The first time I was in Manhattan meeting with my literary agent, I remarked on how completely foreign the environment was to me. A few days earlier, I’d been riding with my husband several miles from our home when we encountered a bear on a tight trail. Then we experienced a wonderful moment of discovery—our new horse was so brave, she could intimidate the oncoming bear into yielding to two horse riders.
“How close were you?” my agent asked, aghast.
I indicated patrons facing us across the center of Grand Central’s Oyster Bar.
He shook his head. “I haven’t been that close to a bear in a zoo.”
Yet he was as at home in NYC’s throbbing, anonymous bustle as rural people are living miles outside of a town where a person’s fingers outnumber the stoplights and we deal with our troubles on our own or together long before it occurs to us to call for help.
Happily, here’s what else Ms. Lippman told me about novels with a distinctly rural flavor:
“I’d read it.”
With that, here are half a dozen writers of crime fiction who reliably draw readers to rural roots around the world with an evocative flair that is both gritty and beautiful.
Reavis Z. Wortham
Reavis (pronounced REV-iss, not REEV-iss), is the writer who cracked me up relating how he admonished his editors, “Don’t dick with my dialogue.”
Oh, bless him. Because when I let one character describe another’s job as driving truck, I was in for many rounds of fighting for the phrase, first with Word, then with my editor, copy editor, and proofreader. But “driving truck” is exactly how my truck-driving sister-in-law (and countless others) express that method of earning wages.
Wortham writes the Texas Red River mystery series (Laying Bones comes out in 2020) and the Sonny Hawke thriller series.

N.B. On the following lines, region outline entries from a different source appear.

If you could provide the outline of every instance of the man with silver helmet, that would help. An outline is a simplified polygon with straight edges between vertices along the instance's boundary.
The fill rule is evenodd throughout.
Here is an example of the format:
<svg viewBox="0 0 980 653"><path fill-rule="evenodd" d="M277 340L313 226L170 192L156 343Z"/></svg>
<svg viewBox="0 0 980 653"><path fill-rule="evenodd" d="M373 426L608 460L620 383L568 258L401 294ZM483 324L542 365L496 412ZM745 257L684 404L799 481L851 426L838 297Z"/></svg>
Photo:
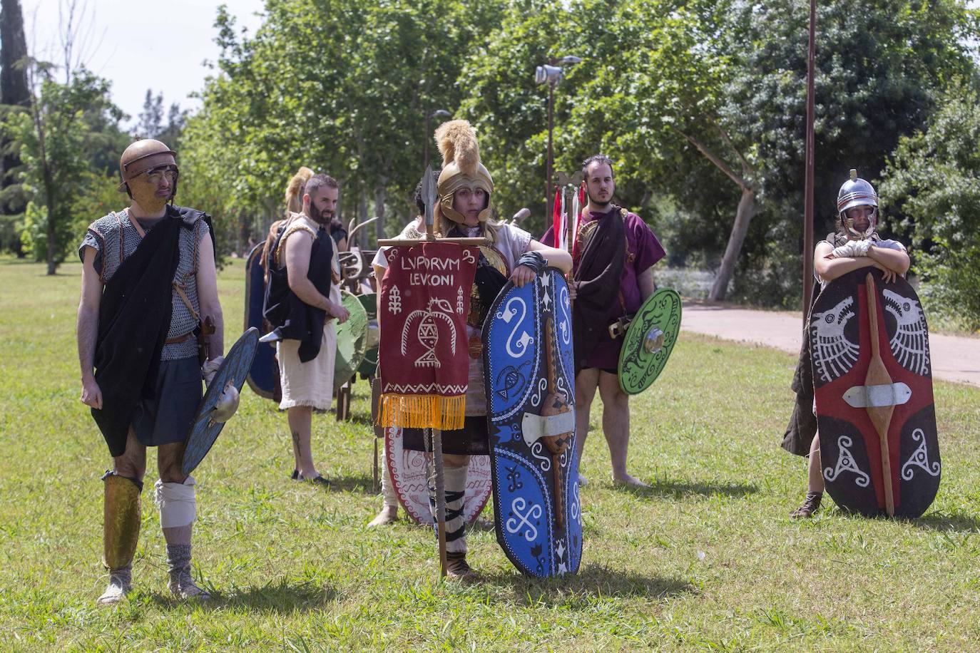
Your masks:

Hawke’s Target, the latest, takes readers along with the Texas Ranger to deal with a vigilante and a savage clan.
J. Todd Scott
John Sandford called Scott’s High White Sun “the best cop novel I’ve read in years.”

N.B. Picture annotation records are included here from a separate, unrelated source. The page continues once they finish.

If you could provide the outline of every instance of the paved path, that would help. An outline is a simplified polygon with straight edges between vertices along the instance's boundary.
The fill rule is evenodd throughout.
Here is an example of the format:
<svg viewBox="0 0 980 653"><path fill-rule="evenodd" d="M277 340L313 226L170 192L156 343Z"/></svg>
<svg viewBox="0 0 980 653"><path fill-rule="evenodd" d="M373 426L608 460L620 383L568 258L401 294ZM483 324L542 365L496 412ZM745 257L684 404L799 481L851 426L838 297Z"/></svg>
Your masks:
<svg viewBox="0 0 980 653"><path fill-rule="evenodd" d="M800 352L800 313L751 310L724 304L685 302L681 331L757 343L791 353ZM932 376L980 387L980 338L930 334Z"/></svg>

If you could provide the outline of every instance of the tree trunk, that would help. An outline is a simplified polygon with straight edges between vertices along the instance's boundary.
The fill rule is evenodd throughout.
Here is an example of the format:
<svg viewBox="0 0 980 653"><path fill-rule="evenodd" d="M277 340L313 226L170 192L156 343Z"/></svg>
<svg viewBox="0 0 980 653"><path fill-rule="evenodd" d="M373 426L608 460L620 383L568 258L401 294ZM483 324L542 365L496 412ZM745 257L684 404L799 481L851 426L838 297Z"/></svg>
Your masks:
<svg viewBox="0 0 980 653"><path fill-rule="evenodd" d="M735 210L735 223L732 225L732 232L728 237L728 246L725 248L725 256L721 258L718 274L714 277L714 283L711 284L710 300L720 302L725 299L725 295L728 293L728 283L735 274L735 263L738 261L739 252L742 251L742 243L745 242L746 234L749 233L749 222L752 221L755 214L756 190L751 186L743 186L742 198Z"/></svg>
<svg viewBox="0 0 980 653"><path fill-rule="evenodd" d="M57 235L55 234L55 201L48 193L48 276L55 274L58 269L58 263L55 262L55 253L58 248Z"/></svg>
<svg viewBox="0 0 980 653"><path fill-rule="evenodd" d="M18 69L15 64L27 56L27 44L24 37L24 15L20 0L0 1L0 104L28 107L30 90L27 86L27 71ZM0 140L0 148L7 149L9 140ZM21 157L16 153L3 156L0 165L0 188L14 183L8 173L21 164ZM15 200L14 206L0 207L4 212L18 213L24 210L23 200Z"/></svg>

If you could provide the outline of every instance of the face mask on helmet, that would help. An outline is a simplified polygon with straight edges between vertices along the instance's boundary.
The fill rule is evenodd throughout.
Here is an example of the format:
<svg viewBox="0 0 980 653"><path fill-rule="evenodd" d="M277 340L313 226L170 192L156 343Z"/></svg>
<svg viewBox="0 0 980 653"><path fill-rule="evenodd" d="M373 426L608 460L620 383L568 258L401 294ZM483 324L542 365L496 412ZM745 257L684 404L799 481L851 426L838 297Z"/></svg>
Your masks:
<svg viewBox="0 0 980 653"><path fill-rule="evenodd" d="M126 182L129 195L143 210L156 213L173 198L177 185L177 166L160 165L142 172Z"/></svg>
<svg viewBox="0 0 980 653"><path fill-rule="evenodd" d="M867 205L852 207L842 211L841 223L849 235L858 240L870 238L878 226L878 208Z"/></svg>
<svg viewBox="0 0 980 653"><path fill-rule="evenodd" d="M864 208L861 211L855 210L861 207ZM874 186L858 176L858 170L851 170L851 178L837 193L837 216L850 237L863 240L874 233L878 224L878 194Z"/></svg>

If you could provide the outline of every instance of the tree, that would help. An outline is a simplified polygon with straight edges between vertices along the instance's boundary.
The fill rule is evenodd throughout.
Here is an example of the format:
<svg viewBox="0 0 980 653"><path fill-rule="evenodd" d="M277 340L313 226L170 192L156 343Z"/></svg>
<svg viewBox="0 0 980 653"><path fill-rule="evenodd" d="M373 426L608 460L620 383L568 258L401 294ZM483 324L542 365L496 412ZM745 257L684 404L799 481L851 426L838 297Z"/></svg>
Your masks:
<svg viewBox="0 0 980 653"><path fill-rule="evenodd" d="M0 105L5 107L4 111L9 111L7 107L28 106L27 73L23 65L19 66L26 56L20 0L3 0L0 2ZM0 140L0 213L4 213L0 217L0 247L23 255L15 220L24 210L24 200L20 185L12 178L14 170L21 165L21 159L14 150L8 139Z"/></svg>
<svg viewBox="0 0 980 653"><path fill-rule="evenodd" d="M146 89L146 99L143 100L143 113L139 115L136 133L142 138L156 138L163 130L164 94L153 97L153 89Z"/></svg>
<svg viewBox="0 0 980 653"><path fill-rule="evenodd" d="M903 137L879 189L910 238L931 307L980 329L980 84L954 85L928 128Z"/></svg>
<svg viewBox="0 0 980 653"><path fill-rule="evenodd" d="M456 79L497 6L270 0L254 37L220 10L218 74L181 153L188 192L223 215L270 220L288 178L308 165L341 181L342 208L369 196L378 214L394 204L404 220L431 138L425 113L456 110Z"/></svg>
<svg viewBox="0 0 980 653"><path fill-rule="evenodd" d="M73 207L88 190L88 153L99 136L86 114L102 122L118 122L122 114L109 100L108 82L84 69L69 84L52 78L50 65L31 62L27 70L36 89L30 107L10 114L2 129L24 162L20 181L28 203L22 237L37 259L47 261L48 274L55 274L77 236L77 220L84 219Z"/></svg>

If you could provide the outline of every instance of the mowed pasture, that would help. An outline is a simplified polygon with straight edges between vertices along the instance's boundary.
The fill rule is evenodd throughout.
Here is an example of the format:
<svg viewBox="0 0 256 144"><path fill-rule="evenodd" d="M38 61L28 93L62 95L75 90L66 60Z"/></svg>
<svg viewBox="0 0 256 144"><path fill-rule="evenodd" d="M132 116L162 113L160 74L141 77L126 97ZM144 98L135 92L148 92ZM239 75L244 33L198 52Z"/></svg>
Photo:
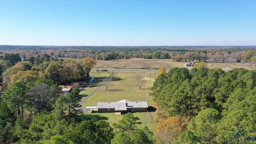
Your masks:
<svg viewBox="0 0 256 144"><path fill-rule="evenodd" d="M91 73L91 76L95 78L102 79L108 75L107 72ZM142 90L139 90L139 87L136 85L137 75L141 75L143 76L145 84L142 86ZM127 99L134 101L146 101L148 102L149 106L157 108L156 104L153 101L152 97L149 95L150 88L152 87L156 76L156 73L148 71L146 71L145 74L144 73L117 72L115 73L115 77L118 78L116 78L118 81L111 82L111 85L107 91L105 90L103 86L101 87L98 91L82 104L82 106L84 107L97 106L98 102L115 102L123 99ZM94 84L92 83L81 94L89 94L100 83L97 84ZM142 122L142 124L140 125L139 127L142 128L144 126L147 126L150 130L155 131L157 123L154 119L156 119L157 117L156 113L156 111L151 111L148 113L146 112L134 113L134 115L139 117ZM123 117L123 115L115 115L114 113L90 114L100 115L106 117L107 118L108 122L111 124L117 123Z"/></svg>
<svg viewBox="0 0 256 144"><path fill-rule="evenodd" d="M61 58L63 59L74 59L78 60L77 59ZM185 63L188 62L173 61L171 59L130 59L127 60L118 59L113 60L97 60L97 64L94 69L158 69L165 66L167 69L174 67L187 68L190 69L192 67L186 67ZM243 68L249 70L255 69L256 65L252 63L208 63L208 65L218 66L225 71L232 70L234 68Z"/></svg>

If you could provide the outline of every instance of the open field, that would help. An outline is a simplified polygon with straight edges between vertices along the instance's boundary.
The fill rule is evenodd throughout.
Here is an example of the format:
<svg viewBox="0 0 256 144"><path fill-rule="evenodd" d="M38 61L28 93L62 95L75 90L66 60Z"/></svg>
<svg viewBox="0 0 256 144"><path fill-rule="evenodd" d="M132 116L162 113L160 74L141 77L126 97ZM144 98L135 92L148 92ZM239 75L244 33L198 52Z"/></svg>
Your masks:
<svg viewBox="0 0 256 144"><path fill-rule="evenodd" d="M157 108L156 103L153 101L153 98L149 96L149 89L153 86L154 78L156 76L156 73L145 71L143 79L145 81L145 85L143 86L143 90L139 90L136 85L136 75L140 74L144 76L143 73L121 73L116 72L115 77L119 78L119 81L112 81L111 85L108 91L105 90L104 87L101 87L91 97L82 104L82 106L97 106L98 102L114 102L123 99L127 99L131 101L147 101L149 106ZM107 72L91 72L91 75L97 78L103 78L107 76ZM94 82L97 83L97 82ZM81 92L81 94L87 94L95 90L95 87L99 84L94 84L93 83L89 85L89 87ZM147 126L152 131L155 131L156 123L154 121L154 118L156 117L156 112L147 113L135 113L134 115L138 116L142 122L142 124L139 127L143 127ZM108 122L110 124L117 123L123 115L117 115L114 113L93 113L92 115L100 115L107 117Z"/></svg>
<svg viewBox="0 0 256 144"><path fill-rule="evenodd" d="M63 58L64 59L70 59L70 58ZM71 59L78 60L77 59ZM158 69L162 66L165 66L167 69L174 67L192 68L192 67L186 67L184 65L187 62L173 61L171 59L131 59L128 60L119 59L113 60L97 60L97 64L94 67L95 69L107 68L117 69L150 69L152 70ZM250 63L209 63L209 65L213 65L218 66L227 71L234 68L244 68L247 69L255 69L254 65ZM127 70L125 70L127 71ZM133 73L133 71L131 71Z"/></svg>

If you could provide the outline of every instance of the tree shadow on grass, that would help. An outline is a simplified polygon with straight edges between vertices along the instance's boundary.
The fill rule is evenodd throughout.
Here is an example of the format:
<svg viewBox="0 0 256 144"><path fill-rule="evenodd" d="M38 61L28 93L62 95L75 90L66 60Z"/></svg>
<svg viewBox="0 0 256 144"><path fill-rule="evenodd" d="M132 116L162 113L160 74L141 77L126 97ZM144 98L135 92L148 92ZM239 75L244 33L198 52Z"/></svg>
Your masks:
<svg viewBox="0 0 256 144"><path fill-rule="evenodd" d="M106 78L106 76L102 76L102 77L94 77L94 79L93 81L89 84L88 87L95 87L99 85L99 83L102 82L102 80Z"/></svg>
<svg viewBox="0 0 256 144"><path fill-rule="evenodd" d="M91 121L96 122L100 120L108 120L108 118L100 115L82 114L79 116L82 121Z"/></svg>
<svg viewBox="0 0 256 144"><path fill-rule="evenodd" d="M154 108L152 106L149 106L148 108L148 112L155 112L157 110L157 108Z"/></svg>
<svg viewBox="0 0 256 144"><path fill-rule="evenodd" d="M109 92L122 92L124 91L124 90L123 89L109 89L107 91Z"/></svg>

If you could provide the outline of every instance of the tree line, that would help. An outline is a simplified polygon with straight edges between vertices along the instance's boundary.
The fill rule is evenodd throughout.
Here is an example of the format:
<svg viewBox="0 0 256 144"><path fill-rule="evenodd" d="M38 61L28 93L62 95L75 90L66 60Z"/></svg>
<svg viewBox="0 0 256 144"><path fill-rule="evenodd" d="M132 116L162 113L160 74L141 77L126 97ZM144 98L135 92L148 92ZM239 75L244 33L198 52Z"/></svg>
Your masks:
<svg viewBox="0 0 256 144"><path fill-rule="evenodd" d="M220 143L234 131L255 135L256 70L174 68L156 78L151 95L162 117L161 143Z"/></svg>
<svg viewBox="0 0 256 144"><path fill-rule="evenodd" d="M76 61L44 55L30 61L8 55L0 60L5 86L0 96L1 143L155 142L147 127L138 128L141 122L132 113L110 125L107 117L83 114L78 89L62 93L59 84L88 78L93 59Z"/></svg>
<svg viewBox="0 0 256 144"><path fill-rule="evenodd" d="M207 61L209 62L245 62L254 63L256 62L255 49L189 49L159 48L114 48L112 49L59 49L16 50L25 59L37 59L47 54L51 59L70 58L80 59L84 57L94 59L110 60L142 58L147 59L171 59L175 61ZM40 63L37 59L36 63Z"/></svg>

I’m just finishing Scott’s latest, This Side of Night, and love the surprises, the pace, and the pull of the setting as we’ve scraped through Mexico and the west Texas borderlands in a triangular story that was inspired by the horrifying 2014 Iguala disappearances. It’s a brutal story that thankfully doesn’t linger on gore, but instead casts an eye to insightful observations.
Kris Lackey
Greasy Bend, Lackey’s 2019 story featuring Chickasaw Lighthorse Police detective Maytubby and local deputy Hannah Bond brings an interesting law enforcement agency overlap to the Oklahoma badlands setting where seemingly unlinked deaths lead to much more. There is not one extra word in this spare, satisfying follow-up to the fine 2017 debut, Nail’s Crossing. Okay, some series don’t release a new novel every year; Lackey is worth the wait.
Craig Johnson
Johnson’s Longmire series is one of the most solid, with the well-drawn Sheriff Walt Longmire intriguing readers as much through his action and deductive reasoning as his piano-playing and reading of the classics. Last year’s Depth of Winter brought Longmire through a harrowing fish-out-of-water thrill in northern Mexico. In this year’s Land of Wolves—the title comes from a Basque proverb “a land of strangers is a land of wolves”—we’re back to Wyoming and still enjoying the lean, thoughtful prose with zingers that can make you cackle.
Jane Harper
Come to the land Down Under. Harper hit the ground running with her 2016 debut, The Dry, set hours west of Melbourne, where a years-long drought eroded the land and years-held secrets eroded the people. Eric Bana is set to play the lead, Aaron Falk, in the screen adaptation.
In Harper’s latest, The Lost Man, readers are immersed in South West Queensland where a death on a remote cattle station means that an investigating law enforcement officer must be sent all the way from Brisbane.
Christine Carbo
Carbo’s suspense novels are essentially standalones, though her characters may have a passing nod from book to book as her setting stays in northern Montana and the publisher calls it the Glacier (for Glacier National Park) Mystery Series.
She debuted with The Wild Inside and has delivered steadily through her latest, 2018’s A Sharp Solitude, where we root for flawed characters to overcome their pasts, their imperfections, and the harsh difficulties posed by the wilderness. She is at work on novel number five, so happily, we’ll see more from this excellent writer.